If we add one more element at the end, we get:
$$o\ \ o \underset{\stackrel\uparrow{end}}- \underset{\stackrel\uparrow{head}}o o\ \ o$$

At this point we cannot add any more elements, because if $head=end$, that means we consider this an empty queue. In other words, the queue is full or complete when:
$$end+1 \equiv head \pmod{n}$$

When $head=end$ we consider the queue empty.
(Mmm)

So, do we not implement a queue with a singly linked list? (Thinking)

We could, and actually we should. (Nod)

The fact that a doubly linked list was chosen makes it a deque rather than a queue, since it supports taking elements from both sides. (Nerd)

 

[evinda]

At some point in time the queue might look like:
$$o \underset{\stackrel\uparrow{end}}- - \underset{\stackrel\uparrow{head}}o o \ \ o$$

Why is it in this case $head+1 \equiv end \pmod{n}$ ? (Worried)

 

[I like Serena]

Why is it in this case $head+1 \equiv end \pmod{n}$ ? (Worried)

It isn't. (Shake)
That condition only applies if there is 1 element in the queue. (Nod)

 

[evinda]

It isn't. (Shake)
That condition only applies if there is 1 element in the queue. (Nod)

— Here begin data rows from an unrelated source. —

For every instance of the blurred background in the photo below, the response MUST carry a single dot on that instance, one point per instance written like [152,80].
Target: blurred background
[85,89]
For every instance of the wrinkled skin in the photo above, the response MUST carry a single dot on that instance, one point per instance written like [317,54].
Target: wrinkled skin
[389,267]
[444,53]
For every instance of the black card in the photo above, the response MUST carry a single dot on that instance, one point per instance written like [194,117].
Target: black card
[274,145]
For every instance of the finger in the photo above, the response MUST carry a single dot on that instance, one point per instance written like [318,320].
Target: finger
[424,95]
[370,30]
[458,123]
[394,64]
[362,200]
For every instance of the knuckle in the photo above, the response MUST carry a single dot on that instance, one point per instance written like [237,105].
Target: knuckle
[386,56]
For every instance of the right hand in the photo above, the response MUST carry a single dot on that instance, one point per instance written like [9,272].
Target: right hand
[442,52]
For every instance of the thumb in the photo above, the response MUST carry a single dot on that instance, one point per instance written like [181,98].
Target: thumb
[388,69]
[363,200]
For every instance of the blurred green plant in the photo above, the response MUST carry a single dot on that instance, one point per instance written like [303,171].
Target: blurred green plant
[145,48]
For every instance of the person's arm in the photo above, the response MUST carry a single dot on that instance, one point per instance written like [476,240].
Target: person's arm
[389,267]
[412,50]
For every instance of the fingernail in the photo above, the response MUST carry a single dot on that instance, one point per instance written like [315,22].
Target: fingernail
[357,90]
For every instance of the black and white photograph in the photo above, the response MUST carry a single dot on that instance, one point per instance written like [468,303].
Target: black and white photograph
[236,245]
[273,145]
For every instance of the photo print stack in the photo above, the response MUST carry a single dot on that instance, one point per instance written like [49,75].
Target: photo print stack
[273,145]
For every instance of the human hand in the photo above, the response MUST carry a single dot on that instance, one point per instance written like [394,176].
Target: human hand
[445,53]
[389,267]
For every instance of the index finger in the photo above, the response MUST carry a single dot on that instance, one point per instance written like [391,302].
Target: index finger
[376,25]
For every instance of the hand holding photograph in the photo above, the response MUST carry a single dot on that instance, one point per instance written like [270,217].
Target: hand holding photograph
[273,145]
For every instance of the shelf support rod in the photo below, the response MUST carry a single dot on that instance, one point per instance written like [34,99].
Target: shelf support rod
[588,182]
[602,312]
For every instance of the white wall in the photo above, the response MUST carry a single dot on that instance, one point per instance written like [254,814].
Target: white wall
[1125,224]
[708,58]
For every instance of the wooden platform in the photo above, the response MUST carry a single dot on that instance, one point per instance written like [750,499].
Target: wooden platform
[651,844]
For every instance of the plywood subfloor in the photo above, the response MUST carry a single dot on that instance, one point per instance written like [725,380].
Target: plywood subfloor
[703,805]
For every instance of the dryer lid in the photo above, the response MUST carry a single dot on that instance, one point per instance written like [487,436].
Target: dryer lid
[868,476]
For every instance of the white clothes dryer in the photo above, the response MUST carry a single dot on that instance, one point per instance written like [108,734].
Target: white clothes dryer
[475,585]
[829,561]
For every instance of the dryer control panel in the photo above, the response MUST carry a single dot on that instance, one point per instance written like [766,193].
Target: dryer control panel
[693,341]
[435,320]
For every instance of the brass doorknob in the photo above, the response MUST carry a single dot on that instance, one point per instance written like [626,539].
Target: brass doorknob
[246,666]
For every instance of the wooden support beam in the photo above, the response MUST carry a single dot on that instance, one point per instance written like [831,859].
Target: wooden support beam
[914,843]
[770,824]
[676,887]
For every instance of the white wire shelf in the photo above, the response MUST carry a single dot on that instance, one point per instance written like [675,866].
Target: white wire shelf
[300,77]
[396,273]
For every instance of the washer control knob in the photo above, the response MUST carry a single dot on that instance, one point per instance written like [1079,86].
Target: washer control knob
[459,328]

Which is then the general formula for the pointer tail? Or isn't there a general formula for the position it points to? (Thinking)

 

[I like Serena]

Which is then the general formula for the pointer tail? Or isn't there a general formula for the position it points to? (Thinking)

The formula, or rather relation, is:
$$end \equiv head + m \pmod n$$
where $m$ is the number of items in the queue, and $n$ is the total size of the array. (Thinking)